It's a little weird that

data = readFile("user-supplied-file.txt"); // shortcutting for brevity
var s = new TextDecoder("utf-16").decode(data); // or utf-8
s = s.replace("a", "b");
var data2 = new TextEncoder("utf-16").encode(s);
writeFile("user-supplied-file.txt", data2);

causes the BOM to be quietly stripped away.  Normally if you're modifying a
file, you want to pass through the BOM (or lack thereof) untouched.

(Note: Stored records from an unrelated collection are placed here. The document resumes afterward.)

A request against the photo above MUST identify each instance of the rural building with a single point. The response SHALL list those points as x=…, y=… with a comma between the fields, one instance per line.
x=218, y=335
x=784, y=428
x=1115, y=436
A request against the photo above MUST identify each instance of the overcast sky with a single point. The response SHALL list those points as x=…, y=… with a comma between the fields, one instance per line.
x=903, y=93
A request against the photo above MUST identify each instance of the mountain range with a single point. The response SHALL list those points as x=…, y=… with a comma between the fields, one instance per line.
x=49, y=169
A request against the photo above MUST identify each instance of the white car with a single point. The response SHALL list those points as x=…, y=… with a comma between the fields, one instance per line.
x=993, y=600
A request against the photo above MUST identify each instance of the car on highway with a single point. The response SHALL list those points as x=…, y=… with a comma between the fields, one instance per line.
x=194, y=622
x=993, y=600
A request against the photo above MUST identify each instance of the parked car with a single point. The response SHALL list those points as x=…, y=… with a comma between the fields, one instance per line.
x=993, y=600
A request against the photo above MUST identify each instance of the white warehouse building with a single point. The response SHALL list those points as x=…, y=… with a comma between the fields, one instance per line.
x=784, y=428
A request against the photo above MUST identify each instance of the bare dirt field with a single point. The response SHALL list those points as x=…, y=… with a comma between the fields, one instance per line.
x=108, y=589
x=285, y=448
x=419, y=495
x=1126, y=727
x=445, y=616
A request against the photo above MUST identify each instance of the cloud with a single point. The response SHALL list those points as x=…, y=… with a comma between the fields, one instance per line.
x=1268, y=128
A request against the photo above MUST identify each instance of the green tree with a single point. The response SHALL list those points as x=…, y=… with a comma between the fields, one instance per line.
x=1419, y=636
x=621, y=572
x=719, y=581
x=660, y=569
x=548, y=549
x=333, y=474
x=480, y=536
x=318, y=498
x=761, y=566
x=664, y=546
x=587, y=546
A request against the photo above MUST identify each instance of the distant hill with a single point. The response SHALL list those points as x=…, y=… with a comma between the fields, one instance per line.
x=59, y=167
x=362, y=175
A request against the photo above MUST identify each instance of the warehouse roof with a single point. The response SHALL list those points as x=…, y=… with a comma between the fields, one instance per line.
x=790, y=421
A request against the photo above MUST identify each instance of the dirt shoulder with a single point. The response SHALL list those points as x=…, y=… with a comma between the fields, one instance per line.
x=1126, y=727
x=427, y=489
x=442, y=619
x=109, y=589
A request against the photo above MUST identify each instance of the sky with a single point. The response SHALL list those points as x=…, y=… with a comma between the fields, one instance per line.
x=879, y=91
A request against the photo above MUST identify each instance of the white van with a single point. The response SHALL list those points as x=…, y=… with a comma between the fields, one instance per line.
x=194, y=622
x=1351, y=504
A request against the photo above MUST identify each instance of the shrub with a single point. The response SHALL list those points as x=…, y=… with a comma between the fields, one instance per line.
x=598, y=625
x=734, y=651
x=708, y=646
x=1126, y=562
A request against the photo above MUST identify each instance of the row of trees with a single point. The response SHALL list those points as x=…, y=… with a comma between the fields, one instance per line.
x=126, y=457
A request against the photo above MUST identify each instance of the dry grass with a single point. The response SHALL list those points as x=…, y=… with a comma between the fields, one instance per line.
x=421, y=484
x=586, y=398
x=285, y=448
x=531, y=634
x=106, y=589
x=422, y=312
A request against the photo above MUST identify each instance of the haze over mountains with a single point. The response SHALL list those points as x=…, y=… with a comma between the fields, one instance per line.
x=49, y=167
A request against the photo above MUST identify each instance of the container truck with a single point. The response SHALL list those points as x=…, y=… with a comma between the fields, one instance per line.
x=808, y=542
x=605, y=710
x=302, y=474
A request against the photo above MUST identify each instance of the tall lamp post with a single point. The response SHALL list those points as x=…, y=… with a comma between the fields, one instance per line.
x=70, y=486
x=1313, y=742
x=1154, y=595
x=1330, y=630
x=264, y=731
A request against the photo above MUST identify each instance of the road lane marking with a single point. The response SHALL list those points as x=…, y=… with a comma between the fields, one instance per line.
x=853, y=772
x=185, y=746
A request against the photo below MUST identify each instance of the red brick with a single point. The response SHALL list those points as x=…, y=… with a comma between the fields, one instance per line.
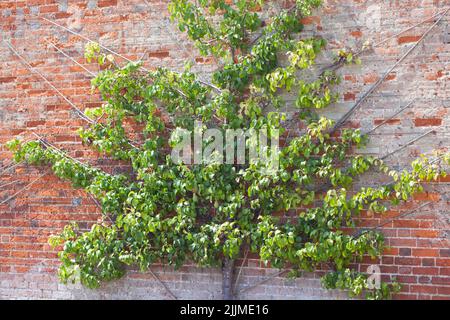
x=107, y=3
x=408, y=39
x=159, y=54
x=430, y=122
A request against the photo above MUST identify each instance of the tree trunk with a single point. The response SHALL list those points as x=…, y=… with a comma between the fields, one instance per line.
x=227, y=280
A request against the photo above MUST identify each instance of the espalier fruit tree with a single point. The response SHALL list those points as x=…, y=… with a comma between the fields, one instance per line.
x=210, y=213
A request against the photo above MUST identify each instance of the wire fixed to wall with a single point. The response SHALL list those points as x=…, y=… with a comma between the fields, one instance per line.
x=347, y=115
x=30, y=67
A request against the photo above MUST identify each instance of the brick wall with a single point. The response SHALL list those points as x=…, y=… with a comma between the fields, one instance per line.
x=419, y=256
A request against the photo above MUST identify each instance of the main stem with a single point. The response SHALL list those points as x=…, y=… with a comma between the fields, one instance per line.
x=227, y=279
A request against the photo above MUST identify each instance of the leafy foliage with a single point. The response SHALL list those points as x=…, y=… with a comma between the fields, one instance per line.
x=174, y=213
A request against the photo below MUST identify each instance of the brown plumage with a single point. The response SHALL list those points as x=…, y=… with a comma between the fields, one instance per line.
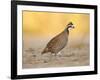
x=58, y=42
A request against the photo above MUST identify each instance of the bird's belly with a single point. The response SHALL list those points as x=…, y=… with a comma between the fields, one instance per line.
x=60, y=45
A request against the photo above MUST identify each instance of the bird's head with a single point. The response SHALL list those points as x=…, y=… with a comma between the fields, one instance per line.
x=70, y=25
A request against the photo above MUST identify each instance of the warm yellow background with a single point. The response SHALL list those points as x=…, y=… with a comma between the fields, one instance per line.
x=45, y=24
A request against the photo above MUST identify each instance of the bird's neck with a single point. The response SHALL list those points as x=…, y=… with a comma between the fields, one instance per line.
x=67, y=30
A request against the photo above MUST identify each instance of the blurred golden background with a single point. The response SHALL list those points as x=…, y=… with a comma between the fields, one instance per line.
x=45, y=24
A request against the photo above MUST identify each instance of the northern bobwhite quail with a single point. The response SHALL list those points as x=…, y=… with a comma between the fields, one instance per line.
x=58, y=42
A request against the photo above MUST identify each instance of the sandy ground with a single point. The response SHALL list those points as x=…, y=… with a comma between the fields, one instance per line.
x=74, y=54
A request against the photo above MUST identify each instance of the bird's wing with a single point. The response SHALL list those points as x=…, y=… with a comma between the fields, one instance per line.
x=53, y=42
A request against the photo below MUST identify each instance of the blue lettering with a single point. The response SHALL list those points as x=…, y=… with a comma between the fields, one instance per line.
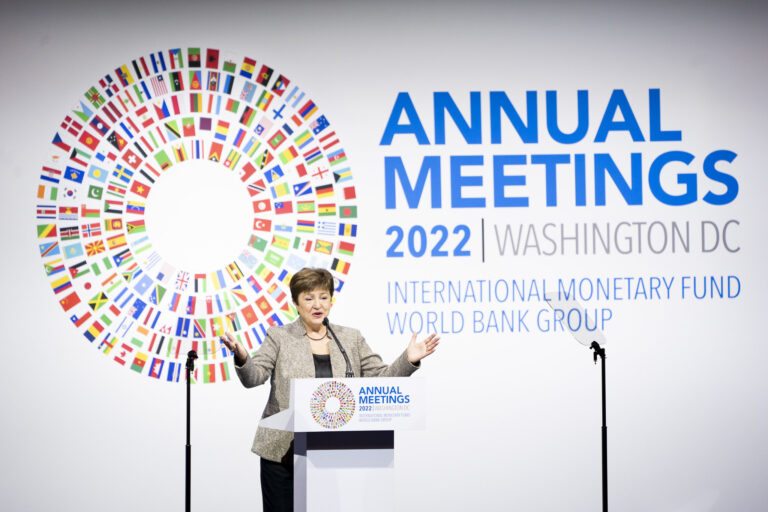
x=472, y=133
x=458, y=181
x=687, y=179
x=632, y=194
x=529, y=133
x=394, y=168
x=501, y=180
x=582, y=118
x=618, y=101
x=404, y=105
x=731, y=185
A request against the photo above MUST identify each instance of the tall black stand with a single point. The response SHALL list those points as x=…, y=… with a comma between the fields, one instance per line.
x=600, y=352
x=191, y=356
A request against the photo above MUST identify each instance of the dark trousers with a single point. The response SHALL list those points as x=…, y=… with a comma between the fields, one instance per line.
x=277, y=485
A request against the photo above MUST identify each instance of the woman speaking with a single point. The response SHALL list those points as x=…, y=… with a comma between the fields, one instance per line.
x=303, y=349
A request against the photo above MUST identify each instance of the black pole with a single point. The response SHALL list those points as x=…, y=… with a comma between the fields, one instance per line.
x=191, y=356
x=600, y=352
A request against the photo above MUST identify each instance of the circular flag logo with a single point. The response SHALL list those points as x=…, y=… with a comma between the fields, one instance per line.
x=182, y=192
x=332, y=404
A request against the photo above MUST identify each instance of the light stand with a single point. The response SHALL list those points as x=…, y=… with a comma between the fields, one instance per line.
x=191, y=356
x=599, y=351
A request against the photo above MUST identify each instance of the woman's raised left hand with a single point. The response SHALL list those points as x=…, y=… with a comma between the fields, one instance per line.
x=418, y=350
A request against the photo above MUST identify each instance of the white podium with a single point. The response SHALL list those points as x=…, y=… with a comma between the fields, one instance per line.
x=345, y=437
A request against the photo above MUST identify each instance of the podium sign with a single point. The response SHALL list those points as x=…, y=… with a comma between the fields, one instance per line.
x=344, y=439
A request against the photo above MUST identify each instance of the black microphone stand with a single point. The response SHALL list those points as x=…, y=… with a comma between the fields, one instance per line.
x=600, y=352
x=191, y=356
x=349, y=372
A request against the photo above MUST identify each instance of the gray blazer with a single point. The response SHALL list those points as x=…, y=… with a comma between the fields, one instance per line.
x=285, y=354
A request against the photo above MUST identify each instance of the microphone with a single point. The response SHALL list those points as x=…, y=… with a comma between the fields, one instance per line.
x=348, y=373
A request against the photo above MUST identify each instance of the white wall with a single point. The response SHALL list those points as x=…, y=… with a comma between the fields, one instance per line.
x=514, y=418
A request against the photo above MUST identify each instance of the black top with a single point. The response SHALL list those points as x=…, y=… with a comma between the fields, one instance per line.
x=322, y=366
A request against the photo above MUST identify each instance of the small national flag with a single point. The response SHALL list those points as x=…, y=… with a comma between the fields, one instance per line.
x=324, y=191
x=326, y=209
x=340, y=266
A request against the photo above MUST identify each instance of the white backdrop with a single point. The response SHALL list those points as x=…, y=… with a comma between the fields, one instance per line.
x=514, y=417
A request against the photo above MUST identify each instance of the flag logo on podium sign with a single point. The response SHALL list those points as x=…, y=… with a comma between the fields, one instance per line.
x=332, y=404
x=120, y=143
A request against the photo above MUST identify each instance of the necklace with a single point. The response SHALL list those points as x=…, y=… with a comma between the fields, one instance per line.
x=321, y=338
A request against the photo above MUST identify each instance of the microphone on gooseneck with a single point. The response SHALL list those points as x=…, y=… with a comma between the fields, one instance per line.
x=348, y=372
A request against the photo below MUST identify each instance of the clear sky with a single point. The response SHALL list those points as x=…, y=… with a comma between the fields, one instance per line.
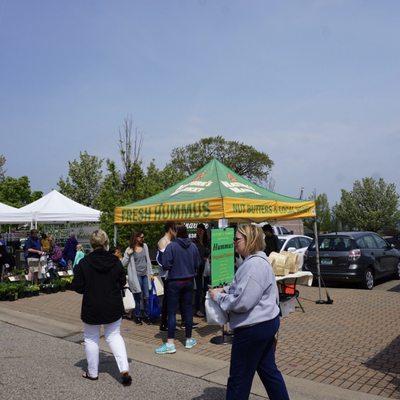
x=313, y=83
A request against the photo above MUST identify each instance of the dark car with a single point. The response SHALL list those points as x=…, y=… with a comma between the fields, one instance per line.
x=360, y=257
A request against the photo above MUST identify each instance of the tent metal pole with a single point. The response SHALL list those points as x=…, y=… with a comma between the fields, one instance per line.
x=115, y=235
x=317, y=258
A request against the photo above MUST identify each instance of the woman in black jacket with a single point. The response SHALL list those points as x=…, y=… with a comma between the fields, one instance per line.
x=100, y=277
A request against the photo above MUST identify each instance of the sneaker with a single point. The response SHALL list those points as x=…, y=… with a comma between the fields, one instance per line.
x=190, y=343
x=199, y=314
x=126, y=379
x=166, y=348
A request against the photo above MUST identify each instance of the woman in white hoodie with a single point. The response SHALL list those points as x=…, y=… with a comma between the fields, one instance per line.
x=140, y=272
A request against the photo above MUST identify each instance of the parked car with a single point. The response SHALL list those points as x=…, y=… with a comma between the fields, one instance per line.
x=278, y=230
x=281, y=230
x=295, y=243
x=360, y=257
x=394, y=240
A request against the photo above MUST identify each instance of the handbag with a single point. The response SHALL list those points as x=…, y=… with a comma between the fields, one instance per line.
x=207, y=268
x=127, y=299
x=159, y=286
x=214, y=313
x=153, y=305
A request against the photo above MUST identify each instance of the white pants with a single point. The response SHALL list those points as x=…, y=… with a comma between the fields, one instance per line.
x=113, y=338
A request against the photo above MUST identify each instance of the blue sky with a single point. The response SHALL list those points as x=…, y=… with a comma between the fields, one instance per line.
x=314, y=84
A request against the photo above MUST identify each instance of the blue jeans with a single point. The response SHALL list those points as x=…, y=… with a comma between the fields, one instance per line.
x=144, y=295
x=180, y=289
x=253, y=349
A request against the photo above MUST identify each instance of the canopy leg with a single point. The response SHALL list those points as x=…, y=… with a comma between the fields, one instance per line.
x=115, y=235
x=317, y=260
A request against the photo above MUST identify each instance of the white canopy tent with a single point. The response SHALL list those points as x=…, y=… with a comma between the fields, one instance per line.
x=55, y=207
x=11, y=215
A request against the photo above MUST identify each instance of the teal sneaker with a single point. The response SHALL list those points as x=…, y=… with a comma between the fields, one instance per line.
x=190, y=343
x=166, y=348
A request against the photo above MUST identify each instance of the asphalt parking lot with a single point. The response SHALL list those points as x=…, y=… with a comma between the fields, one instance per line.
x=353, y=343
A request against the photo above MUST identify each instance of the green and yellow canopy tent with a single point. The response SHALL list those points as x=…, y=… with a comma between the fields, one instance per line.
x=213, y=193
x=216, y=193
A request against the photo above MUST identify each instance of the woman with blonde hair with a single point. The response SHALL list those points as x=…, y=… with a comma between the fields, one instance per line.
x=99, y=276
x=251, y=302
x=140, y=272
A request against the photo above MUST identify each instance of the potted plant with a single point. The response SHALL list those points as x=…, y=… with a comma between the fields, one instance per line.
x=27, y=291
x=63, y=285
x=12, y=292
x=35, y=290
x=3, y=291
x=55, y=286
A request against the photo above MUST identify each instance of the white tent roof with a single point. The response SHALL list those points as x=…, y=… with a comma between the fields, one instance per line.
x=55, y=207
x=6, y=208
x=10, y=215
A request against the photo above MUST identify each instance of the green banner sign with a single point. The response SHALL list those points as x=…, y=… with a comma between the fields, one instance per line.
x=222, y=256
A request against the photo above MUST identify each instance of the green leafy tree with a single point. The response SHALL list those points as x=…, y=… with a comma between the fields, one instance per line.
x=242, y=158
x=109, y=197
x=2, y=170
x=324, y=215
x=84, y=179
x=372, y=205
x=17, y=192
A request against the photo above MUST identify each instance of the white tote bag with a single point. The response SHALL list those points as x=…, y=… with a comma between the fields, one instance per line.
x=214, y=313
x=128, y=300
x=159, y=286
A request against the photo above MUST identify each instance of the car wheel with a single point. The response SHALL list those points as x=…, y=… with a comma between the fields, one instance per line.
x=368, y=279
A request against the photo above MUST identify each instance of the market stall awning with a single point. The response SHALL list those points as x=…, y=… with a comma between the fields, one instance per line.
x=55, y=207
x=212, y=193
x=10, y=215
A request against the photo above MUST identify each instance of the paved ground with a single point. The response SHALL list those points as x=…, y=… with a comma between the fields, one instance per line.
x=36, y=366
x=353, y=343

One way to deal with this could be:

var decoder = new TextDecoder("utf-16");
var s = decoder.decode(data);
s = s.replace("a", "b");
var data2 = new TextEncoder(decoder.encoding).encode(s);

where decoder.encoding is eg. "UTF-16LE-BOM" if a BOM was present, thus
preserving both the BOM and (for UTF-16) endianness.  I don't actually like
this, though, because I don't like the idea of decoder.encoding changing
after the decoder has already been constructed.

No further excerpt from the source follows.